With his father’s mainstream sensibility and his director’s claim that Tevar is not the standard masala film, how would he describe his film? “My father always makes entertaining cinema. What our director meant was this is not a frivolous film but has a certain graph. So, though the songs, comedy and other entertaining items may be there, as in, say, a Dabangg, there is also a definite story and real characters. It is not a dark drama, but not illogical either. It is not brainless, but has some brain and some heart.”

The film is a remake of the Telugu hit Okkadu. Have they made any changes for the pan-Indian audience?

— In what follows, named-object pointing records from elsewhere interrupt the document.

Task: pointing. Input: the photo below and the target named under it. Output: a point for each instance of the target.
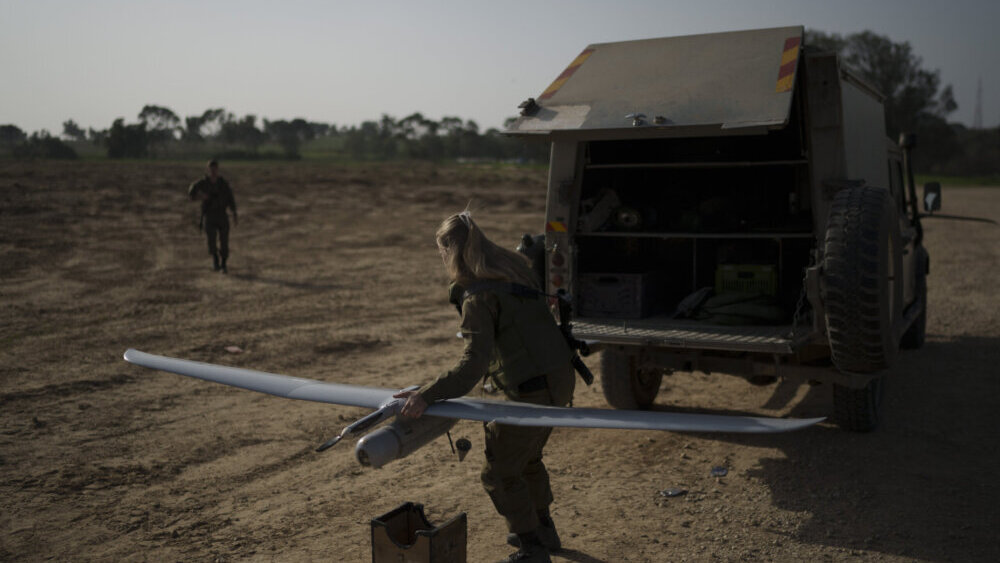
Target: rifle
(576, 345)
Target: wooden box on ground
(404, 535)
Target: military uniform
(218, 197)
(516, 341)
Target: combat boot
(546, 534)
(531, 550)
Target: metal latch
(637, 119)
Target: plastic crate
(746, 278)
(623, 296)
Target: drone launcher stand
(403, 535)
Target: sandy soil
(335, 276)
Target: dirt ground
(335, 276)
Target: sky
(344, 62)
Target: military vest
(527, 341)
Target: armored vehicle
(730, 203)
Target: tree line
(159, 132)
(915, 102)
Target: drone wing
(270, 383)
(505, 412)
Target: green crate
(746, 278)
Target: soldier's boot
(530, 550)
(546, 534)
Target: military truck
(730, 203)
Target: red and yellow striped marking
(562, 78)
(789, 59)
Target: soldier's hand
(415, 404)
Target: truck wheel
(914, 336)
(626, 386)
(862, 280)
(858, 410)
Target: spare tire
(625, 385)
(862, 279)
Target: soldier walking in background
(216, 196)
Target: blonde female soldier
(511, 337)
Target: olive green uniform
(517, 342)
(218, 197)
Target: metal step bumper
(672, 333)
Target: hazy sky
(345, 62)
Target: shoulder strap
(515, 289)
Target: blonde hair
(470, 256)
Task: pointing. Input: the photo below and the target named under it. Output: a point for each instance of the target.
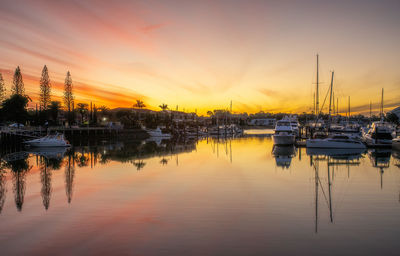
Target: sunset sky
(203, 54)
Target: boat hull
(46, 144)
(284, 139)
(321, 143)
(376, 142)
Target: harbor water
(208, 197)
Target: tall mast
(317, 89)
(330, 98)
(382, 106)
(314, 103)
(370, 111)
(349, 108)
(330, 193)
(337, 105)
(316, 195)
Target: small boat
(49, 152)
(337, 153)
(284, 134)
(335, 141)
(295, 125)
(283, 155)
(379, 135)
(158, 133)
(56, 140)
(396, 143)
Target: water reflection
(380, 158)
(19, 169)
(163, 186)
(69, 176)
(3, 189)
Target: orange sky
(203, 54)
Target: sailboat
(380, 133)
(335, 140)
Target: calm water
(234, 197)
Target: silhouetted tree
(94, 114)
(139, 164)
(18, 83)
(164, 107)
(68, 96)
(54, 109)
(392, 117)
(14, 108)
(2, 89)
(44, 98)
(82, 109)
(139, 104)
(3, 189)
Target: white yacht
(379, 135)
(335, 141)
(158, 133)
(56, 140)
(283, 155)
(295, 125)
(284, 133)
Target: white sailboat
(380, 133)
(343, 141)
(284, 133)
(158, 133)
(56, 140)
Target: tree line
(14, 107)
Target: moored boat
(284, 133)
(379, 135)
(335, 141)
(56, 140)
(158, 133)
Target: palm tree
(139, 104)
(104, 110)
(164, 106)
(82, 109)
(139, 164)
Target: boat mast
(349, 109)
(382, 106)
(370, 111)
(330, 193)
(316, 194)
(337, 105)
(330, 99)
(317, 89)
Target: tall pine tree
(68, 95)
(2, 89)
(45, 89)
(18, 83)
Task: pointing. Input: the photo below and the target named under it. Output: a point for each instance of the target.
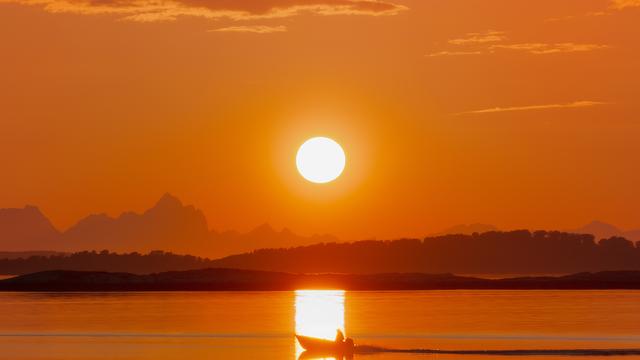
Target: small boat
(315, 345)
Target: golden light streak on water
(319, 313)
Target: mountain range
(169, 225)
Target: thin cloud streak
(575, 104)
(256, 29)
(454, 53)
(170, 10)
(489, 36)
(543, 48)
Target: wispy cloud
(256, 29)
(544, 48)
(454, 53)
(168, 10)
(489, 36)
(575, 104)
(492, 41)
(622, 4)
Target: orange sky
(517, 114)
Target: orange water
(260, 325)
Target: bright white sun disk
(320, 160)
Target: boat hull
(316, 345)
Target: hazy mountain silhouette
(27, 229)
(602, 230)
(169, 225)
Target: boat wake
(365, 349)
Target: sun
(320, 160)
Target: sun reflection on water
(319, 313)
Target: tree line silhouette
(513, 252)
(494, 252)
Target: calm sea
(260, 325)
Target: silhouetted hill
(514, 252)
(467, 229)
(232, 279)
(602, 230)
(27, 229)
(155, 261)
(168, 225)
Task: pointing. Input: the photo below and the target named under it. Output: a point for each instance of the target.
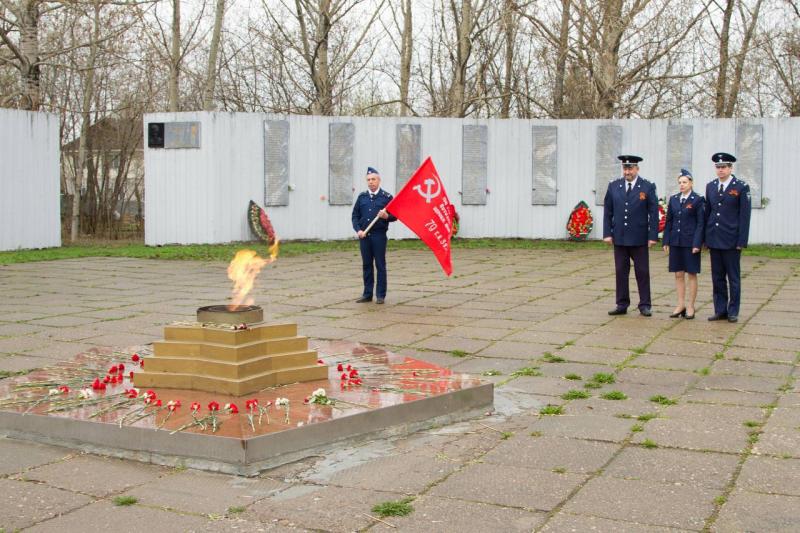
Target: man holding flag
(371, 222)
(422, 205)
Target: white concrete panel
(30, 214)
(202, 195)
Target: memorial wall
(507, 178)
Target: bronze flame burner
(230, 314)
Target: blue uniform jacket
(728, 215)
(366, 209)
(631, 219)
(685, 224)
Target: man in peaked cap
(727, 230)
(630, 223)
(370, 204)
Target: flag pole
(374, 220)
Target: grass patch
(551, 410)
(575, 394)
(662, 400)
(394, 508)
(122, 501)
(550, 358)
(527, 371)
(604, 378)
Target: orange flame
(243, 270)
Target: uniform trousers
(726, 280)
(641, 267)
(373, 252)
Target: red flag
(423, 206)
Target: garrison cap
(629, 160)
(721, 158)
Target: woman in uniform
(683, 239)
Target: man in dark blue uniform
(727, 230)
(370, 204)
(630, 223)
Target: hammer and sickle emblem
(428, 194)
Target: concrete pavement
(687, 425)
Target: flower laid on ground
(172, 406)
(283, 402)
(320, 397)
(213, 407)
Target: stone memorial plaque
(606, 165)
(545, 165)
(409, 152)
(341, 139)
(276, 162)
(749, 154)
(181, 135)
(474, 164)
(680, 138)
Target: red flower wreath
(580, 222)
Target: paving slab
(19, 456)
(104, 516)
(566, 522)
(549, 453)
(94, 476)
(644, 502)
(320, 508)
(193, 491)
(669, 466)
(512, 486)
(748, 511)
(23, 503)
(433, 513)
(770, 475)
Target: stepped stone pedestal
(212, 356)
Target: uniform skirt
(681, 259)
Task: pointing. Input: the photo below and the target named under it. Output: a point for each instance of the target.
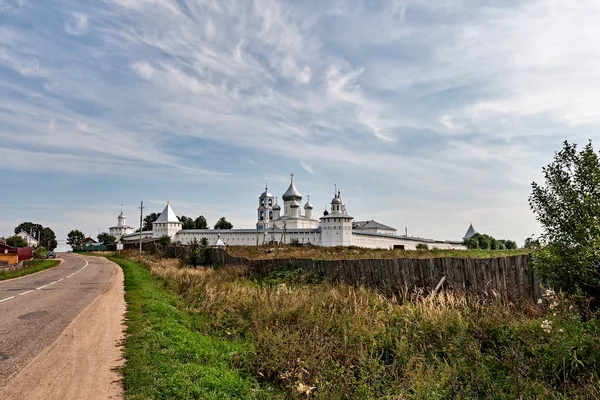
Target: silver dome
(292, 193)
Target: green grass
(31, 267)
(351, 252)
(167, 358)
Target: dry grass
(341, 253)
(337, 341)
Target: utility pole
(141, 222)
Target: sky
(429, 115)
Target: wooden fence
(509, 277)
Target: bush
(334, 341)
(567, 208)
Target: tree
(194, 253)
(106, 239)
(16, 241)
(164, 240)
(75, 237)
(568, 208)
(201, 222)
(48, 239)
(46, 236)
(148, 220)
(531, 243)
(35, 230)
(187, 222)
(222, 223)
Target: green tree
(187, 222)
(201, 222)
(48, 239)
(148, 220)
(46, 236)
(16, 241)
(35, 230)
(75, 237)
(164, 240)
(531, 243)
(106, 238)
(194, 253)
(568, 208)
(222, 223)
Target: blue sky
(428, 114)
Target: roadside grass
(316, 339)
(168, 358)
(341, 253)
(31, 267)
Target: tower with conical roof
(336, 227)
(308, 208)
(290, 196)
(265, 209)
(121, 228)
(167, 223)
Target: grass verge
(321, 340)
(31, 267)
(349, 253)
(167, 358)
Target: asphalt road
(35, 309)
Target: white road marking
(8, 298)
(51, 283)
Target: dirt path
(81, 363)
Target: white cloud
(77, 24)
(307, 167)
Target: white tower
(121, 228)
(308, 208)
(265, 209)
(276, 210)
(167, 223)
(336, 227)
(291, 195)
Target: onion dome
(292, 193)
(308, 206)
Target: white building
(122, 228)
(297, 223)
(31, 241)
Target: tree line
(45, 236)
(187, 222)
(487, 242)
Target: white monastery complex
(283, 225)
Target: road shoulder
(83, 362)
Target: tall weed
(335, 341)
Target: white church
(333, 228)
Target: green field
(168, 357)
(215, 333)
(343, 253)
(31, 267)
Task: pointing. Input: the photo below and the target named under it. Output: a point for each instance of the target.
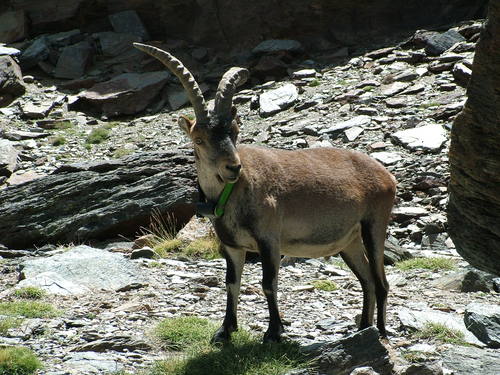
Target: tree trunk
(98, 200)
(474, 207)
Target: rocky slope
(396, 103)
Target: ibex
(303, 203)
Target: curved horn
(233, 78)
(188, 82)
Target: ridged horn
(233, 78)
(192, 88)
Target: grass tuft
(326, 285)
(245, 355)
(441, 332)
(433, 263)
(29, 292)
(18, 361)
(8, 323)
(28, 309)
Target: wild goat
(304, 203)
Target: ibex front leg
(235, 259)
(270, 256)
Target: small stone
(386, 157)
(145, 252)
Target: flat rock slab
(79, 270)
(471, 361)
(360, 349)
(428, 137)
(276, 100)
(416, 320)
(483, 321)
(125, 94)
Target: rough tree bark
(98, 200)
(474, 207)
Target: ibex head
(213, 131)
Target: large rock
(80, 270)
(12, 26)
(98, 199)
(464, 360)
(483, 321)
(125, 94)
(8, 158)
(74, 60)
(474, 204)
(360, 349)
(11, 81)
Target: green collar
(223, 198)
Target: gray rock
(462, 74)
(92, 363)
(387, 157)
(394, 253)
(118, 343)
(37, 52)
(125, 94)
(8, 158)
(128, 21)
(416, 320)
(276, 100)
(360, 121)
(12, 26)
(145, 252)
(360, 349)
(433, 368)
(278, 45)
(464, 360)
(438, 43)
(11, 81)
(74, 60)
(90, 200)
(483, 320)
(83, 268)
(428, 137)
(114, 44)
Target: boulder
(483, 321)
(11, 81)
(474, 204)
(360, 349)
(98, 199)
(12, 26)
(74, 60)
(125, 94)
(8, 158)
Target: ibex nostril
(234, 168)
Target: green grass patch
(29, 292)
(429, 105)
(326, 285)
(314, 83)
(28, 309)
(98, 135)
(58, 140)
(432, 263)
(441, 332)
(18, 361)
(245, 355)
(8, 323)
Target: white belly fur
(317, 251)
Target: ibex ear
(185, 124)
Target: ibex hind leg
(355, 258)
(235, 260)
(373, 233)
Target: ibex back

Arjun replies, “Yes, the principal one was that in the original, Mahesh Babu was the classic hero. Here, my character has been modified to an ordinary lad from Agra who is faced with an extraordinary situation — pitted against a huge don. But since he is a kabaddi player, there is a certain fighting spirit in him, though he first runs away from trouble.”

On screen chemistry
And why Sonakshi, who usually works with an older generation of actors? Smiles Arjun, “Do you know that she is younger than me? But she is already a major star with the kind of movies she has chosen. Sonakshi was my father’s and my unanimous choice when we decided to make the film. She has the vulnerability and the Indianness needed for a girl from Mathura, and our pairing too is fresh.”

In a raving mode, he carries on, “With the undemanding roles she has chosen till now, I had erroneously assumed that Sonakshi was not a hungry actor and was content with mere stardom. I could not be more wrong — she is a one-take natural actor who can cry on cue among other things. There are only a handful of such brilliant talents around, like Alia and her. Sonakshi is non-fussy and does not carry her stardom on her sleeve.”

Finally, since Tevar is a home production, has he been involved in any other aspect? “Yes, in the marketing decisions, like keeping the media interactions sufficiently early instead of the normal breakneck interviews just a week before release,” he smiles. “Also, though Binny and Ravi Padda have cut our trailers, I am thankful to them for letting me butt in and contribute my two bits worth. This way, my father and uncle could remain in the loop but take it easy because that load was being handled by me.”